The deal was formalized during the official visit of His Royal Highness Prince Salman bin Hamad Al Khalifa, Crown Prince and Prime Minister, to Washington D.C., symbolizing the strengthening economic and commercial ties between Bahrain and the United States.

Khalid Taqi, Chairman of Gulf Air Group, emphasized the significance of the acquisition: “Adding 18 additional 787 Dreamliners an aircraft highly appreciated by our customers increases our passenger capacity by over 20%, marking a crucial milestone in our growth and modernization journey. This also aligns with our strategy to deliver a more fuel-efficient, environmentally friendly, and passenger-focused travel experience. 

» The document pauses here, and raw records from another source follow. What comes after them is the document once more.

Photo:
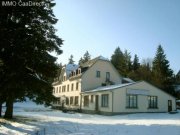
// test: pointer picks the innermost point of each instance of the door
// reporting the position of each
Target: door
(169, 105)
(96, 103)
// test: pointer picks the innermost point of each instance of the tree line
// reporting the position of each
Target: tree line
(156, 71)
(27, 67)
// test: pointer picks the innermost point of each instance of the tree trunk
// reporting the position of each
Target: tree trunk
(9, 108)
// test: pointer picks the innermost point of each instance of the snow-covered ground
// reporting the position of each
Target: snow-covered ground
(38, 120)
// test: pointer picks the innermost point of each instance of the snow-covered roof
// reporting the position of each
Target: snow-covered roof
(91, 62)
(109, 87)
(128, 80)
(70, 68)
(103, 58)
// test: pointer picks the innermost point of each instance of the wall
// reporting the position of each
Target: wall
(120, 99)
(89, 79)
(70, 93)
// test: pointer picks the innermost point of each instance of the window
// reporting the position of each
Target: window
(59, 89)
(104, 100)
(91, 98)
(98, 74)
(56, 89)
(76, 100)
(72, 87)
(68, 88)
(107, 76)
(131, 101)
(77, 84)
(152, 101)
(59, 101)
(64, 78)
(86, 100)
(67, 101)
(71, 100)
(79, 71)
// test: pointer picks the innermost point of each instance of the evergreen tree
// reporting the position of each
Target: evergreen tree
(178, 78)
(127, 58)
(136, 63)
(27, 40)
(71, 61)
(118, 60)
(162, 74)
(86, 57)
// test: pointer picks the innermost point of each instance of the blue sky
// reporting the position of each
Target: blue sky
(100, 26)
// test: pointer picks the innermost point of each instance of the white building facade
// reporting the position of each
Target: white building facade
(96, 87)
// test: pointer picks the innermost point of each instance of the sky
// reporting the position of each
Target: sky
(100, 26)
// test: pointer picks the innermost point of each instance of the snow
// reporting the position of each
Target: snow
(110, 87)
(70, 68)
(32, 119)
(128, 80)
(103, 58)
(138, 92)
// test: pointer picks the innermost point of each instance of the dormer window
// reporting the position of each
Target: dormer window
(107, 76)
(79, 71)
(98, 74)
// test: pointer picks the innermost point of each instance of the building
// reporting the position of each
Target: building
(97, 87)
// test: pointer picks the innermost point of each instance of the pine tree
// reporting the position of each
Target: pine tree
(136, 63)
(118, 60)
(178, 78)
(71, 61)
(162, 74)
(127, 58)
(27, 40)
(86, 57)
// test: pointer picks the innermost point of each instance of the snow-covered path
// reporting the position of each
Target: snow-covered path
(34, 119)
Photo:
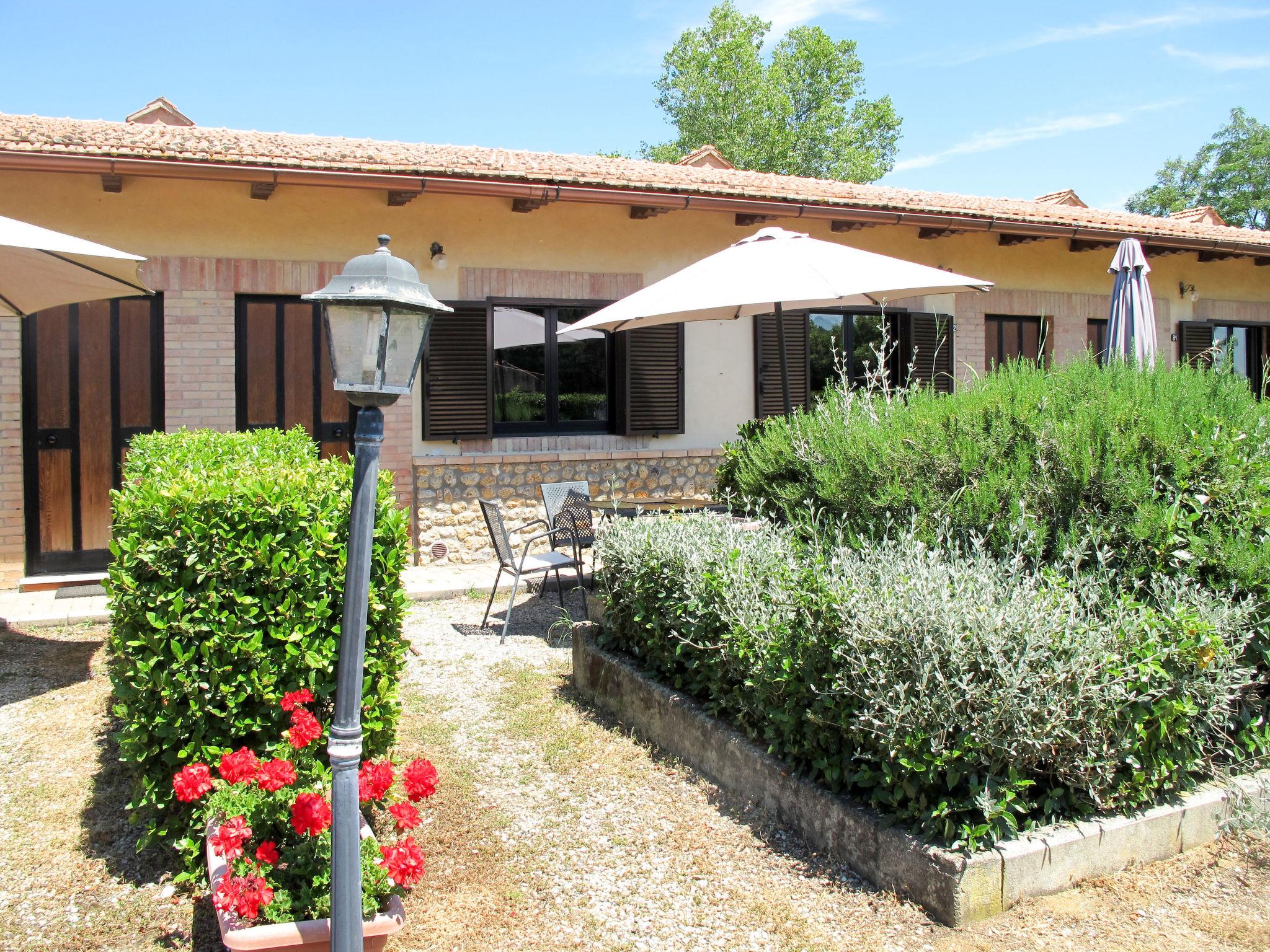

Partnering with Boeing and GE Aerospace, global leaders in aviation innovation, affirms our confidence in advancing Gulf Air’s future. This collaboration also highlights the strong and enduring partnership between Bahrain and the USA.”

The Boeing 787 Dreamliner is celebrated worldwide for its fuel efficiency, cutting-edge technology, and superior passenger experience. It will play a central role in supporting Gulf Air’s long-haul operations, route expansion, and sustainability initiatives.

Stephanie Pope, President and CEO of Boeing Commercial Airplanes, commented, “We are proud to deepen our more than six-decade partnership with Gulf Air by delivering the 787 Dreamliner. This investment underscores Gulf Air’s commitment to innovation and sustainable growth, strengthening Bahrain’s status in the global aviation industry.”

In conjunction with the aircraft order, Gulf Air and Boeing signed a Memorandum of Understanding (MOU) to explore establishing maintenance, repair, and overhaul (MRO) workshop capabilities in Bahrain. This initiative, still in its early stages, aims to localize MRO operations, develop local aviation talent, create jobs, and bring world-class services aligned with the latest technologies.

This strategic partnership further reinforces Gulf Air’s ambition to position Bahrain as a key aviation hub in the region, contributing to the Kingdom’s goals for economic diversification and enhanced global connectivity.